© JUNGE FREIHEIT Verlag GmbH & Co. www.jungefreiheit.de 48/05 25. November 2005

"Prime Time" auf RTL:
Schmitts Partisan als Werbepause
Christoph Martinkat

Wer keine Lust auf Fernsehgespräche hat à la Maischberger, Beckmann oder Kerner, der sollte bessere Freunde als die Fernbedienung kennen: ein Glas Rotwein, ein gutes Buch, vielleicht Platos Dialoge. Geistvolle und anregende Abendunterhaltung im TV? - Fehlanzeige. Es sei denn, man schaltet nach Mitternacht ein, zur Hauptsendezeit der Künstler, Studenten und arbeitslosen Intellektuellen. "Prime Time Spätausgabe" heißt ein 20-Minuten-Gesprächsformat bei RTL, das aus der Feder des Autors und Filmemachers Alexander Kluge stammt. Hier, wie in "10 vor 11" (RTL) oder "News & Stories" (SAT 1), arrangiert Kluge seine Interviews und Porträts im Spannungsfeld zwischen Dialog und Film-Montage und vermeidet dabei das massenmedial Gestanzte. Es gibt Sätze und Bilder in diesen Sendungen, die durch Wiederaufnahme beim Zuschauer zu Eigentätigkeit und zu komplexerem Verstehen führen. Man erkennt, wozu Fernsehen eigentlich gut sein kann.
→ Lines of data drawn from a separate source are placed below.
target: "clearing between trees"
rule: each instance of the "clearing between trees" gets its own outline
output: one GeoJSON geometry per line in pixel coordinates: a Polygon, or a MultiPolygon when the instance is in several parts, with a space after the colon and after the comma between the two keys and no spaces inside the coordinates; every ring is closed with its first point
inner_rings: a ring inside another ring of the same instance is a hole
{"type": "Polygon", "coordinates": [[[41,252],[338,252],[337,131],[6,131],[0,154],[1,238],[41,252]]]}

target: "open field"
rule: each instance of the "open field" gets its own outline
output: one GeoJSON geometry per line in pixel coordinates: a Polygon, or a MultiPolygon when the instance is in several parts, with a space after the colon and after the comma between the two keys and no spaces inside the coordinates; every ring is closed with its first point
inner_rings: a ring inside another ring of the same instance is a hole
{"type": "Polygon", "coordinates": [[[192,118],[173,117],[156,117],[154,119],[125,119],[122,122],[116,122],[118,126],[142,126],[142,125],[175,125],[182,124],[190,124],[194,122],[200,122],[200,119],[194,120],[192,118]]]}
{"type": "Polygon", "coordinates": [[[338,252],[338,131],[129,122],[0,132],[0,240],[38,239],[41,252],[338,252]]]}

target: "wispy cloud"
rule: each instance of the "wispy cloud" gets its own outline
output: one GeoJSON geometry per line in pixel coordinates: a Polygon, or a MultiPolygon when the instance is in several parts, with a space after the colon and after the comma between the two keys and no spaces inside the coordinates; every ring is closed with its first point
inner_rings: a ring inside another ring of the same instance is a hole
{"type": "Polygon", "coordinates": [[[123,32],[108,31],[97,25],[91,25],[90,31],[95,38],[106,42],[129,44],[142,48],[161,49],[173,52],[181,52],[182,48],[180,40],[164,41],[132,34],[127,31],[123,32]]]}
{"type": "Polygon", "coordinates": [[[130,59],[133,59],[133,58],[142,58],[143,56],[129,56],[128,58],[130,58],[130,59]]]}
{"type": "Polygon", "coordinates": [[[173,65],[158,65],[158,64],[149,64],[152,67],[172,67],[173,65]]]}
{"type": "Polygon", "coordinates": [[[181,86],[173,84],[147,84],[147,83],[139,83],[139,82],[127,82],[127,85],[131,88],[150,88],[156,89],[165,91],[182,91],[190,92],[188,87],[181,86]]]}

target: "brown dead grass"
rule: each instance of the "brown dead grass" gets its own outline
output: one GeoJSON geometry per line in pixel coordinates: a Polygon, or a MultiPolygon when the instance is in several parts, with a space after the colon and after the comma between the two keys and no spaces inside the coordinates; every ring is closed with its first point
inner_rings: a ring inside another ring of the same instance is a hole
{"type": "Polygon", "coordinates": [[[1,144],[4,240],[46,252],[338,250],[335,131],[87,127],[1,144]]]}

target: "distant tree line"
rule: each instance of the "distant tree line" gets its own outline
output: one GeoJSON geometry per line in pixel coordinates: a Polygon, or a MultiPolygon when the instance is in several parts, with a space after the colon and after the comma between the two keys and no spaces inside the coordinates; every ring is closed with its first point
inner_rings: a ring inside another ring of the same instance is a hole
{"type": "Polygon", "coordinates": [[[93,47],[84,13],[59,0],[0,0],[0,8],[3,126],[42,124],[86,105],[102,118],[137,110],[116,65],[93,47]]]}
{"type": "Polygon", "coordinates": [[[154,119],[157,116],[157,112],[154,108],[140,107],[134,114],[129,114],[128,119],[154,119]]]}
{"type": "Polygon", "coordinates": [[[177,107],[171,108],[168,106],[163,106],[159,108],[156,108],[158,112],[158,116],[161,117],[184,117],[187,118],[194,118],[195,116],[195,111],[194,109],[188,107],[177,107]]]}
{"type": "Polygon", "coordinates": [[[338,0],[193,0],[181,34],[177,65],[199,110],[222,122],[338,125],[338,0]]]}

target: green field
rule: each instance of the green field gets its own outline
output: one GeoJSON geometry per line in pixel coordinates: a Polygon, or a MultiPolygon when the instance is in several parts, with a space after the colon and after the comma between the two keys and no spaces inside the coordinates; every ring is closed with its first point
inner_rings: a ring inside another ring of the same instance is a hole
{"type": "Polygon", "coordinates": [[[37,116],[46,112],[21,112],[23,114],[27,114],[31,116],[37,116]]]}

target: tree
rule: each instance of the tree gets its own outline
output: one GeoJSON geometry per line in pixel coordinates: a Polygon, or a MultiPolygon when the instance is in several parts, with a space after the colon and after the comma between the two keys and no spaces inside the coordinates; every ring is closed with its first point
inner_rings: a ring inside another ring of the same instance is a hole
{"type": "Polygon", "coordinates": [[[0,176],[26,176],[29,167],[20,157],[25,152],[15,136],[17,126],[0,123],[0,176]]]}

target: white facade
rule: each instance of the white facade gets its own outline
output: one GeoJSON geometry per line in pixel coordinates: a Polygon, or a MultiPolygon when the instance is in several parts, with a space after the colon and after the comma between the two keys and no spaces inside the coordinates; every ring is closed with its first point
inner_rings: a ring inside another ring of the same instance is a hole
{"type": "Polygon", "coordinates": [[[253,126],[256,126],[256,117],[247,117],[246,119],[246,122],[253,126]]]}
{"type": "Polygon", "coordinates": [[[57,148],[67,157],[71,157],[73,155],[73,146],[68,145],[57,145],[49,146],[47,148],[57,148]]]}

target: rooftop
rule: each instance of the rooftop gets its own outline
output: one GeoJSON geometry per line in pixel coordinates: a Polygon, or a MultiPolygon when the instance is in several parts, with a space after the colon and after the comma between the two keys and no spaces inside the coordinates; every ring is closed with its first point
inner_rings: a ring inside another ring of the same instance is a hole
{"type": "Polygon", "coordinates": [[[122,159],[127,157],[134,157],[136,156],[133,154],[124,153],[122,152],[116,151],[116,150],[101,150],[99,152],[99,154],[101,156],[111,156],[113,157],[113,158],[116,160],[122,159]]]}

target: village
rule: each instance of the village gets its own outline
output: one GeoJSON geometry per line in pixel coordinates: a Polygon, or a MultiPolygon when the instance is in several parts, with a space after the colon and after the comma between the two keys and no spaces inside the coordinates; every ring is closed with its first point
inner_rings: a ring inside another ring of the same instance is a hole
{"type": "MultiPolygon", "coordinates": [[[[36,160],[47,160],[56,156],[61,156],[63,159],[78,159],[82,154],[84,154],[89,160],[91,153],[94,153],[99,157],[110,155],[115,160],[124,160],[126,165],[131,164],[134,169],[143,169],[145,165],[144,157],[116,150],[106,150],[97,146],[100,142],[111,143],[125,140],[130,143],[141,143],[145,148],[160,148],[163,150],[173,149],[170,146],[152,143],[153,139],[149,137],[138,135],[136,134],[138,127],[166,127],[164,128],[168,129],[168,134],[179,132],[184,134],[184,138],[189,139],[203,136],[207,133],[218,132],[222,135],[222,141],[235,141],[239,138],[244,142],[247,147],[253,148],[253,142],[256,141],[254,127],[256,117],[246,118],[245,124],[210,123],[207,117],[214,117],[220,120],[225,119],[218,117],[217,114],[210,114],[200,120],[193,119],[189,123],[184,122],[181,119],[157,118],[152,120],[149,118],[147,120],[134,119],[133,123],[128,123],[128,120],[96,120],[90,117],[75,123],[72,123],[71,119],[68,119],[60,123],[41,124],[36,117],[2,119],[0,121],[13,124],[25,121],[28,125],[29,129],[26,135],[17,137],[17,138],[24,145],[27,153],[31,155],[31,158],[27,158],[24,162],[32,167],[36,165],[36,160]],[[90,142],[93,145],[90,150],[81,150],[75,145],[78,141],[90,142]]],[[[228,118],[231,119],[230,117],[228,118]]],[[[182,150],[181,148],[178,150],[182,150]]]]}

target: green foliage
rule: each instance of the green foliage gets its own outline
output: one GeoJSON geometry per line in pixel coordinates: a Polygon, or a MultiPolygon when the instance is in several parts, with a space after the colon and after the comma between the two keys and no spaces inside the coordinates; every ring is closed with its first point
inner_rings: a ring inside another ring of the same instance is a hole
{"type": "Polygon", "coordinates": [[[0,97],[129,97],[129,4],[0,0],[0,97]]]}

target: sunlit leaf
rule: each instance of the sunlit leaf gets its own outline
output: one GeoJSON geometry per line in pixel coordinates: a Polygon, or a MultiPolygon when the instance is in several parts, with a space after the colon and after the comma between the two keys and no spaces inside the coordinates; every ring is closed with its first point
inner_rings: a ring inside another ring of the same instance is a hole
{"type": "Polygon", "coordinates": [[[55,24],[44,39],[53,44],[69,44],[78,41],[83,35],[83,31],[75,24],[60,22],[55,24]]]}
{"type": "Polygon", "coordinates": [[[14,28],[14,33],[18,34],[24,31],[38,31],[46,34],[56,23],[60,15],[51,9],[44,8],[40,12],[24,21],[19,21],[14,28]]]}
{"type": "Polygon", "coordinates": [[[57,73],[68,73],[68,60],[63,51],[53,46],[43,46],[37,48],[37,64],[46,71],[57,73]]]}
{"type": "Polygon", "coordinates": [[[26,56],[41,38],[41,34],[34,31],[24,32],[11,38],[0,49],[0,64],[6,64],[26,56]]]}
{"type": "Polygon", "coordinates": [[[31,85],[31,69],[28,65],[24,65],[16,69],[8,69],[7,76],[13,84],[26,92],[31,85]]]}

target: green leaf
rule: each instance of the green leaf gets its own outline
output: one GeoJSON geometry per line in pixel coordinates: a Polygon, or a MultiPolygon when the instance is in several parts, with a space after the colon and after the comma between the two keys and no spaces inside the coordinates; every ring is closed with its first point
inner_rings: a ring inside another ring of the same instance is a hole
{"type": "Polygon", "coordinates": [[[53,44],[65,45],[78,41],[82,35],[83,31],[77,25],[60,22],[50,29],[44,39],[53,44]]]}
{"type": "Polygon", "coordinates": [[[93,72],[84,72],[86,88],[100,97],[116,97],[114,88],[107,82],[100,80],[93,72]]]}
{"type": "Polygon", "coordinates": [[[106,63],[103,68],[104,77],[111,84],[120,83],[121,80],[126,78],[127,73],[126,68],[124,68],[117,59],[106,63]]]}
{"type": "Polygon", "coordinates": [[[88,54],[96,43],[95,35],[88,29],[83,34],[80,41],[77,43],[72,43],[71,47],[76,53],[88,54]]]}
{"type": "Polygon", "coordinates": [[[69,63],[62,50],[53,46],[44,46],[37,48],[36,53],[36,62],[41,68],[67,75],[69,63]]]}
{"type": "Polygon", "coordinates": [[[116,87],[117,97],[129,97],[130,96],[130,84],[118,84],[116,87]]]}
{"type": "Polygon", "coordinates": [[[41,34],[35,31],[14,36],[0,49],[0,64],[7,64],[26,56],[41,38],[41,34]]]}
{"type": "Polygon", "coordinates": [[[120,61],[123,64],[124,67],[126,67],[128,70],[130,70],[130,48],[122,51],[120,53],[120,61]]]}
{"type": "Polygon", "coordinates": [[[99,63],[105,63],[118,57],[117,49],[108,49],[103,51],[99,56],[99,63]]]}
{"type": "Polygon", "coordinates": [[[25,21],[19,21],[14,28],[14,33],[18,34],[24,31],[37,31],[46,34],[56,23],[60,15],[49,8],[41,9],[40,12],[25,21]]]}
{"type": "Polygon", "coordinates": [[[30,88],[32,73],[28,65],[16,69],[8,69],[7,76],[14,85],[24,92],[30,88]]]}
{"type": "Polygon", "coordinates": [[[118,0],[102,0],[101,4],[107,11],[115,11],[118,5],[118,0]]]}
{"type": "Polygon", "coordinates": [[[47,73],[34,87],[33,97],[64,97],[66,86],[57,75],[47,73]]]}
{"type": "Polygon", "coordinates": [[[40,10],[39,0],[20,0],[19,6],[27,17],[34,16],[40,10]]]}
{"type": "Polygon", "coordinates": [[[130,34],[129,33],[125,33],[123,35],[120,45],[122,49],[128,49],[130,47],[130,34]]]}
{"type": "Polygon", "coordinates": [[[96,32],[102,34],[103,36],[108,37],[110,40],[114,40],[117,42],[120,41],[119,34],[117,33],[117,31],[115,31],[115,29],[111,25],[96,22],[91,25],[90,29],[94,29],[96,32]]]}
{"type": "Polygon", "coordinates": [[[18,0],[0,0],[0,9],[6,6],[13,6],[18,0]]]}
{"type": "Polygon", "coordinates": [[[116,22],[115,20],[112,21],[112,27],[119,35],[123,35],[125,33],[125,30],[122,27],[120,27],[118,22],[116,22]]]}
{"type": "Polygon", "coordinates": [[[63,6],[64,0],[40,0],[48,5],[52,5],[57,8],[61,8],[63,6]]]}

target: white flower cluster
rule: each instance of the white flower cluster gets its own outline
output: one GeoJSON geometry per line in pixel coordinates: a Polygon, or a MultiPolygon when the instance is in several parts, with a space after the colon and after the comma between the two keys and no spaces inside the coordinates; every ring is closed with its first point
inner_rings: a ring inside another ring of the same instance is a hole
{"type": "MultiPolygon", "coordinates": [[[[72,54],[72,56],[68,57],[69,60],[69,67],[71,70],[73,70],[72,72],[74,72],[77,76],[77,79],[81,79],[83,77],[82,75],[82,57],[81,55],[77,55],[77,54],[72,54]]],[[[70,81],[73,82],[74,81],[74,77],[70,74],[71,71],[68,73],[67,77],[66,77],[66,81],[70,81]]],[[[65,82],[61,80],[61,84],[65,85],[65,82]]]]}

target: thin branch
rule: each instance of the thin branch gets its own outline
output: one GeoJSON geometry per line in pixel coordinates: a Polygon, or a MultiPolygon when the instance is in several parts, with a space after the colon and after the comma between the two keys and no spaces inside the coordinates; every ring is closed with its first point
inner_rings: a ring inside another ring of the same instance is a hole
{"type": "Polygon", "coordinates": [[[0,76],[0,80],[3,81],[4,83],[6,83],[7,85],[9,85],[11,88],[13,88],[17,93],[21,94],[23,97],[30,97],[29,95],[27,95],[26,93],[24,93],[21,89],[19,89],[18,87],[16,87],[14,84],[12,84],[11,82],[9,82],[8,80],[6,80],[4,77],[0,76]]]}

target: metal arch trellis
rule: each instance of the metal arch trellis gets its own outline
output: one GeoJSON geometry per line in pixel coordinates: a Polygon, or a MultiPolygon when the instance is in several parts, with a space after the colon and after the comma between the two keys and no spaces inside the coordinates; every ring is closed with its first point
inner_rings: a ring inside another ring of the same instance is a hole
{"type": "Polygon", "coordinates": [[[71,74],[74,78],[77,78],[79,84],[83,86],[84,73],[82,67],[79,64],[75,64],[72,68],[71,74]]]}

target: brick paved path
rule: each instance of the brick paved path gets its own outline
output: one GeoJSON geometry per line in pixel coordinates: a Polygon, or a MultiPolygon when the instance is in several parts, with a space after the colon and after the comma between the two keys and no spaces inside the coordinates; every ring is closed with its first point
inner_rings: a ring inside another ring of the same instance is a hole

Theorie des Partisanen -RTL, nach Mitternacht

Diesmal spricht Kluge mit seinem langjährigen Bruder im Geiste, dem Sozialforscher Oskar Negt. Thema der "Prime Time" (27. November, 00.20 Uhr, RTL): Napoleon vor Madrid. Über Carl Schmitts Theorie des Partisanen. Auf die Verkündung der Freiheitsrechte der Revolution antwortet die spanische Landbevölkerung mit Aufstand und Terror: Napoleon und die Guerilla, Ausgangspunkt für Carl Schmitts "Theorie des Partisanen", erinnert an die aktuellen Versuche, Demokratie und Menschenrechte nach westlichem Vorbild in Ländern wie dem Irak zu installieren. - Oskar Negt berichtet, und der Zuschauer denkt mit.